Iconic Red, la Customisation par Valentino

valentino-rouge-absolute-signature-collection.jpg

Celui pour qui « le rouge est un fard qui embellit » introduit une toute nouvelle façon de s’approprier ses créations. L’idée du rouge coquelicot, Garavani Valentino l’a eue un jour que, dans les loges de l’Opéra de Barcelone, il assistait à une représentation, les corbeilles de fleurs retinrent son attention. Sa première création Rouge : une robe de cocktail composée autour d’une jupe de roses en tulle, baptisée Fiesta. Nous sommes en 1959. En élevant aujourd’hui le design des créations au-delà de l’inspiration personnelle du fondateur, la maison de mode inaugure une nouvelle forme d’interaction en matière de haute couture. L’idée de permettre l’éclosion de choses personnelles tout en intégrant le patrimoine de la maison est, pour Maria Grazia Chiuri, une valeur universellement partagée par la clientèle Valentino. Dès lors, l’accent est inévitablement mis sur l’expression personnelle au moyen de la personnalisation. L’occasion est ainsi donnée d’allier à la très précieuse ligne Rouge Absolute Signature la très populaire ligne Rockstud. L’unique consigne : faire votre les charmes de la griffe.
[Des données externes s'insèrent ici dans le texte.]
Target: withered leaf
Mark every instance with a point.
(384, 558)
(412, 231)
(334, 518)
Car ce sont bien les gris-gris Valentino que l’on propose d’associer ou de dissocier comme il plait. Sur les souliers, les sacs à main ou la petite maroquinerie, les codes de la maison se font les porte-paroles de l’identité. Une sélection de symboles ou ses propres initiales qui, au contact de la délicatesse et de la précision du style Valentino, viennent à merveille compléter, ou plutôt ajuster la véracité d’un luxe emblématique. Miroitant dans l’or métallique, le trio de sangles de cheville du fameux soulier achèvera de magnifier un denim affligé. Le tout avec une fascinante fluidité.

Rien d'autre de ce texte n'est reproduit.